Publication year - 2018
Publication title -
protein science
Language(s) - English
Resource type - Journals
SCImago Journal Rank - 3.353
H-Index - 175
eISSN - 1469-896X
pISSN - 0961-8368
DOI - 10.1002/pro.3353
Subject(s) - protein data bank (rcsb pdb) , protein data bank , crystallography , computer science , homology modeling , homology (biology) , hydrogen bond , protein structure , algorithm , chemistry , molecule , stereochemistry , biochemistry , organic chemistry , gene , enzyme
The Protein Data Bank (PDB) is the global archive for structural information on macromolecules, and a popular resource for researchers, teachers, and students, amassing more than one million unique users each year. Crystallographic structure models in the PDB (more than 100,000 entries) are optimized against the crystal diffraction data and geometrical restraints. This process of crystallographic refinement typically ignored hydrogen bond (H-bond) distances as a source of information. However, H-bond restraints can improve structures at low resolution where diffraction data are limited. To improve low-resolution structure refinement, we present methods for deriving H-bond information either globally from well-refined high-resolution structures from the PDB-REDO databank, or specifically from on-the-fly constructed sets of homologous high-resolution structures.
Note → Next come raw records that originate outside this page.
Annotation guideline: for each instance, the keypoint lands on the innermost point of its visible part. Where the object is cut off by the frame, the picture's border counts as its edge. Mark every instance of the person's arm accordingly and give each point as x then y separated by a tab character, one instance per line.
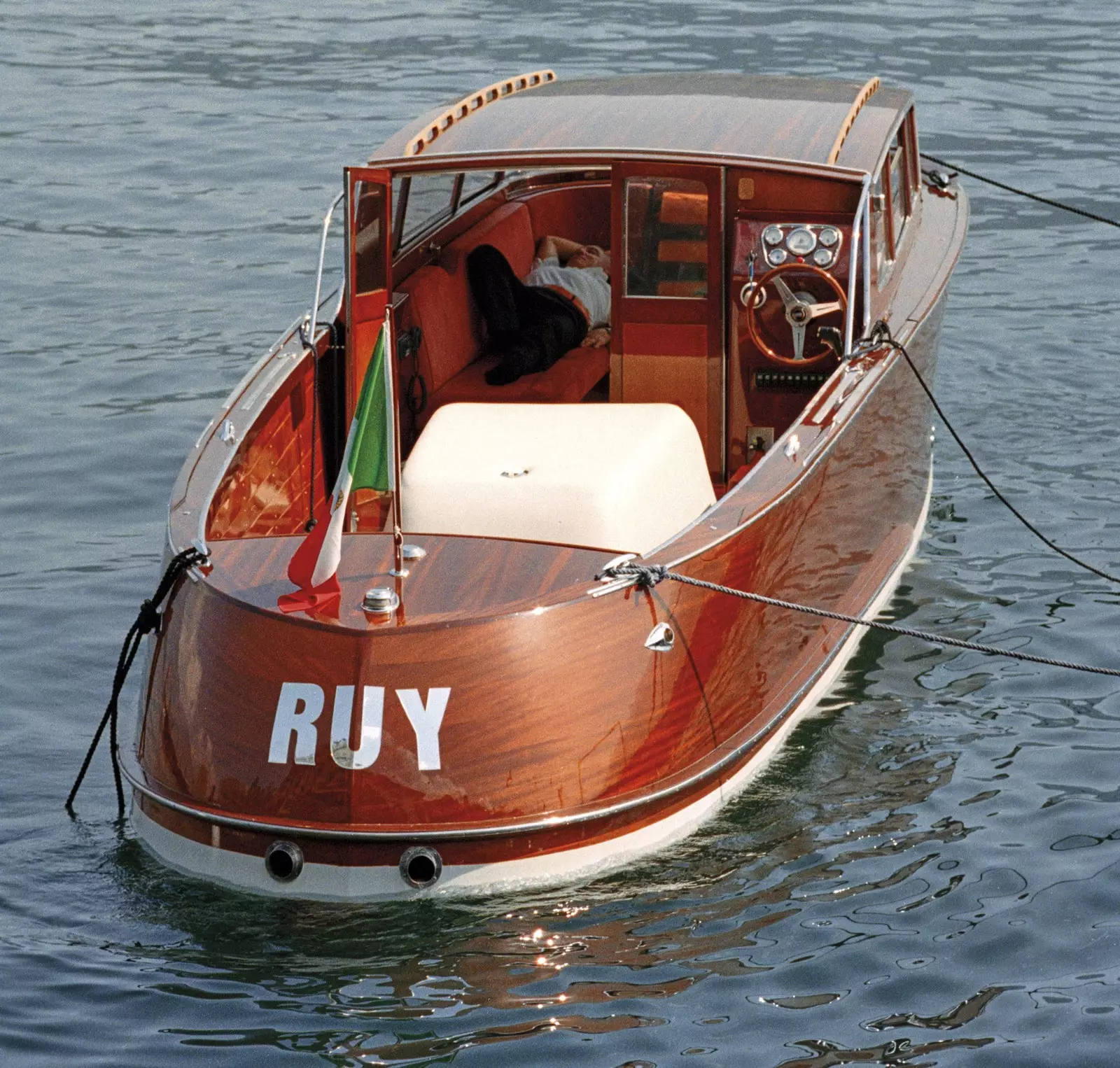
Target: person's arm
560	248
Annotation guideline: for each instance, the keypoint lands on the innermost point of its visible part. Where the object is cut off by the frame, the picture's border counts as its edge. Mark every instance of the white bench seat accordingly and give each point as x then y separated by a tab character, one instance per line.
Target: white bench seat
619	477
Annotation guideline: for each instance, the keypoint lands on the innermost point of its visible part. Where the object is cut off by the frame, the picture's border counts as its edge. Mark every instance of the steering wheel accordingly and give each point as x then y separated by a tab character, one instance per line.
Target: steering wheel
801	309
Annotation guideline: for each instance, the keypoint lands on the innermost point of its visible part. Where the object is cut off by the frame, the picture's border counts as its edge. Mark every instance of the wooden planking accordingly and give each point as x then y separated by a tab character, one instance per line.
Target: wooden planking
776	118
266	489
554	711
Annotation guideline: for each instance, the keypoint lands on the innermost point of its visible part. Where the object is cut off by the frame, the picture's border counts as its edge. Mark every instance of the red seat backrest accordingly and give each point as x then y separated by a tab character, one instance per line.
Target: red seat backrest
440	297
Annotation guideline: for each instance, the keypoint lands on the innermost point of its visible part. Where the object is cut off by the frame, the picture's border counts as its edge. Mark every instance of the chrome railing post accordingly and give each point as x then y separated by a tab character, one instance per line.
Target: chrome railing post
858	248
314	317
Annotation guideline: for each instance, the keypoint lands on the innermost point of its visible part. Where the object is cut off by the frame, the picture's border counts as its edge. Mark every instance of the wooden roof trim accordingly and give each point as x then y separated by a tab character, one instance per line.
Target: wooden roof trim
475	102
862	97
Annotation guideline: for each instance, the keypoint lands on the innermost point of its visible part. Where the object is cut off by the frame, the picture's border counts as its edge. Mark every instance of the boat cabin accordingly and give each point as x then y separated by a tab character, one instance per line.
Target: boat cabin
753	225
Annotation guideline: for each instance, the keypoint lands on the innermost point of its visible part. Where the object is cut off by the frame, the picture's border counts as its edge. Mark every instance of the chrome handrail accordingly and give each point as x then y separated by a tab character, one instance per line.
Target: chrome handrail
858	246
313	317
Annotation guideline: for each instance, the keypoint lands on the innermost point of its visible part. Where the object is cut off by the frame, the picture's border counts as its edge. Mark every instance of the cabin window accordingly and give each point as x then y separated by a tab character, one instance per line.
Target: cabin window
475	183
899	168
369	240
666	237
427	199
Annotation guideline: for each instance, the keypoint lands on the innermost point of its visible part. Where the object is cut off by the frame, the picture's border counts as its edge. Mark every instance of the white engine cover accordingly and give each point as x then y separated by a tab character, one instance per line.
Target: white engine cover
621	477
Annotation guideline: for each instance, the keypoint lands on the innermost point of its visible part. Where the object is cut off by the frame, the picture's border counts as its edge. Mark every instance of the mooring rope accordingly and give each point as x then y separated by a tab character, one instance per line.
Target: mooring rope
146	621
881	335
1022	192
648	575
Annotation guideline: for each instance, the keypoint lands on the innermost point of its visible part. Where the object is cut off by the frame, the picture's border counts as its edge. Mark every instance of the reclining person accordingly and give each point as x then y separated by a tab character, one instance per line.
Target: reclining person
564	302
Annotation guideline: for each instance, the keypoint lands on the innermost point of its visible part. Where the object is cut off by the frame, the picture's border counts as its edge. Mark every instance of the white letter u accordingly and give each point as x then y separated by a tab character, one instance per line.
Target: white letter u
373	705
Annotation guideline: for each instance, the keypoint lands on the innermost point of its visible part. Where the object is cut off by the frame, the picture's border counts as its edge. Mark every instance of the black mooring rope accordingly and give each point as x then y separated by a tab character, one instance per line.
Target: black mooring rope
881	335
647	575
1022	192
146	621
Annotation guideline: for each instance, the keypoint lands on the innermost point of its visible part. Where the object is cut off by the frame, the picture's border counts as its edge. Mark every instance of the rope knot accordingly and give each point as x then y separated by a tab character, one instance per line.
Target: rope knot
148	618
645	575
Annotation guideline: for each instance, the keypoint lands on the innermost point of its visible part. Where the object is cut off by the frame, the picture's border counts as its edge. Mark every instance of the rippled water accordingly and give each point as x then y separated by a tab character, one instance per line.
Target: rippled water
929	875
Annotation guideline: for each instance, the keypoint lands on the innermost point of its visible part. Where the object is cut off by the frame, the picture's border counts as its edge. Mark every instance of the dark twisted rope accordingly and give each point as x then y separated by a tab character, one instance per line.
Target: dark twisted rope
881	335
1022	192
649	575
146	621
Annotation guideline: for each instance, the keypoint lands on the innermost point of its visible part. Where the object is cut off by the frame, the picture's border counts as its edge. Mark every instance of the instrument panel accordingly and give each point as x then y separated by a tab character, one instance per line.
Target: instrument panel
804	242
776	243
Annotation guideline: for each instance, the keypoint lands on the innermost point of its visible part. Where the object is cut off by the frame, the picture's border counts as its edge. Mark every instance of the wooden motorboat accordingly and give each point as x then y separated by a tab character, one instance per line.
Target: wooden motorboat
473	709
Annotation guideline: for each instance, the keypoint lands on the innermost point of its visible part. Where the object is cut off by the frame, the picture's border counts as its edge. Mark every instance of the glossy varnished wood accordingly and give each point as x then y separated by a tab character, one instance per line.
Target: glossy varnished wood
557	708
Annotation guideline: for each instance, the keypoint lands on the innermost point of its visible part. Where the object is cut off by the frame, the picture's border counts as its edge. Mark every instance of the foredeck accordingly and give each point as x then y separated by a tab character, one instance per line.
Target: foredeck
757	117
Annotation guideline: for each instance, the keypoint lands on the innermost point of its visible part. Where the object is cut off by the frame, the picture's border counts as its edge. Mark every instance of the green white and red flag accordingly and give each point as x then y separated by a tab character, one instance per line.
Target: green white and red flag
368	464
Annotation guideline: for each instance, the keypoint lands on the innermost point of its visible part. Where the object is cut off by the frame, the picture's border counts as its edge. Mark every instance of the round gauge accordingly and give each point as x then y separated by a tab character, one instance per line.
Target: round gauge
801	242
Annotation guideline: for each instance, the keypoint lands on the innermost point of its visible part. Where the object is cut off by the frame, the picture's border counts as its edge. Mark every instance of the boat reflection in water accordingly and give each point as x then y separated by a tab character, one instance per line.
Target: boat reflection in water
463	707
778	894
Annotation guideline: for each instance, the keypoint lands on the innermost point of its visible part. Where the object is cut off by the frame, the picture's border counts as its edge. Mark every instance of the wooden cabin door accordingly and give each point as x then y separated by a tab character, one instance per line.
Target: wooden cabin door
369	212
666	293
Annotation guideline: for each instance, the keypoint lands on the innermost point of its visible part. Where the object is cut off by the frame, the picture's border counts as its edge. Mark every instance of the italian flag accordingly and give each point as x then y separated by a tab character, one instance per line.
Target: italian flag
368	464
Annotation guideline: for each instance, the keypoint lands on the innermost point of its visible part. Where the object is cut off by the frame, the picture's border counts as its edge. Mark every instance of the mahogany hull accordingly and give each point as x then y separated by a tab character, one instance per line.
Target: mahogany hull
567	745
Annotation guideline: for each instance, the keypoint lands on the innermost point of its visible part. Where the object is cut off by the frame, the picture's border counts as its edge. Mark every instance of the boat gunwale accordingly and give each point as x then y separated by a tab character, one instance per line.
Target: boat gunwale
669	787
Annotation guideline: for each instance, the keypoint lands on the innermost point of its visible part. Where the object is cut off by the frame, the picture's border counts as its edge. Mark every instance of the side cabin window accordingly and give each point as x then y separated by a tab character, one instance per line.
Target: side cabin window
899	174
424	201
666	237
893	198
369	241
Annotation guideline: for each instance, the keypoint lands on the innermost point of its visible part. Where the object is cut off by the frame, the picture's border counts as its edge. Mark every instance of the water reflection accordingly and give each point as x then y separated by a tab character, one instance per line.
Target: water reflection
828	852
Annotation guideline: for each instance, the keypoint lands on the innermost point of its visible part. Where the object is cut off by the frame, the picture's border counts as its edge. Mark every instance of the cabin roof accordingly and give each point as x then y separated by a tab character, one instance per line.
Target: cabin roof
732	114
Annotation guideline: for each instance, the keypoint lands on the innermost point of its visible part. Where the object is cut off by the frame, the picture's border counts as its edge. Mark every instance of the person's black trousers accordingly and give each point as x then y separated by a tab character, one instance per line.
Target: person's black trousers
530	327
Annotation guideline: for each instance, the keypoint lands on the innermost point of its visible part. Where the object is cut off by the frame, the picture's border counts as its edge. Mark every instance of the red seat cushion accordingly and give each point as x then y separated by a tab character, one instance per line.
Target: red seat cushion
440	297
568	381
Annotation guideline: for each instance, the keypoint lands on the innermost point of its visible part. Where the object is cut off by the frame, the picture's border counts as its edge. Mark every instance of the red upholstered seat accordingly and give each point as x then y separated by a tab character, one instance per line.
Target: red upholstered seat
453	332
568	381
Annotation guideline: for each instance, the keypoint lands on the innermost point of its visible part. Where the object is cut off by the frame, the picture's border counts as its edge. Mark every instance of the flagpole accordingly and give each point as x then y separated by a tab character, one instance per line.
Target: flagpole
395	437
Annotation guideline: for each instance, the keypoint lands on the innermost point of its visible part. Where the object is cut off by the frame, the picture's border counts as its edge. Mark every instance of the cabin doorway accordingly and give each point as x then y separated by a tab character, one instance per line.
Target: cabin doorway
668	346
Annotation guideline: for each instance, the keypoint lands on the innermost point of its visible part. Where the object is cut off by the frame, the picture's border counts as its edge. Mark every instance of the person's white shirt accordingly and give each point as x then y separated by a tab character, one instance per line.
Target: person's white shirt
591	285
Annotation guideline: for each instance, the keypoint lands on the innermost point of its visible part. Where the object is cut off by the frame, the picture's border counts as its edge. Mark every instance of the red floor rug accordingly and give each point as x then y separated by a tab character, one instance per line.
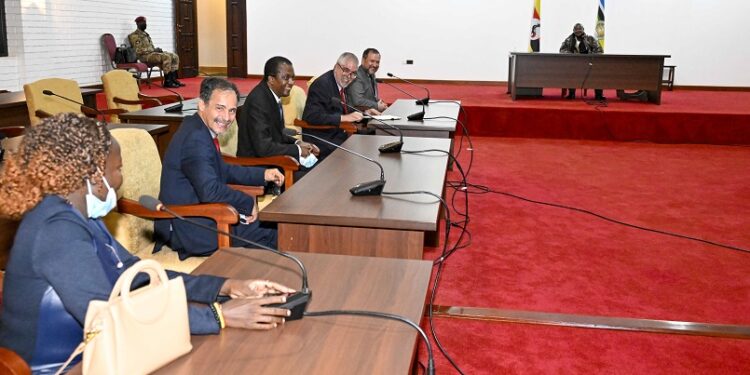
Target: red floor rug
530	257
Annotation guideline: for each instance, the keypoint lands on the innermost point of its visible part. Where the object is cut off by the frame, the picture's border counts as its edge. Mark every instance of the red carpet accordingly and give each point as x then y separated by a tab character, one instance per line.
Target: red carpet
530	257
709	117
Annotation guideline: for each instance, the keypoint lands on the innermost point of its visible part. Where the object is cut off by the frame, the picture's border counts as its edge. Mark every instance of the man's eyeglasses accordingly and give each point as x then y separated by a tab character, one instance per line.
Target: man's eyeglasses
285	78
347	72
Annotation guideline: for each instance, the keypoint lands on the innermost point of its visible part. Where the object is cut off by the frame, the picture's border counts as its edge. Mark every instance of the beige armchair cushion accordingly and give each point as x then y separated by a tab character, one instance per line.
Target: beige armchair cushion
141	172
121	84
36	100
Refinement incorporating HOmology DErived Restraints (HODER), improves geometrical quality and the fit to the diffraction data for many low-resolution structures. To make these improvements readily available to the general public, we applied our new algorithms to all crystallographic structures in the PDB: using massively parallel computing, we constructed a new instance of the PDB-REDO databank (https://pdb-redo.eu). This resource is useful for researchers to gain insight on individual structures, on specific protein families (as we demonstrate with examples), and on general features of protein structure using data mining approaches on a uniformly treated dataset.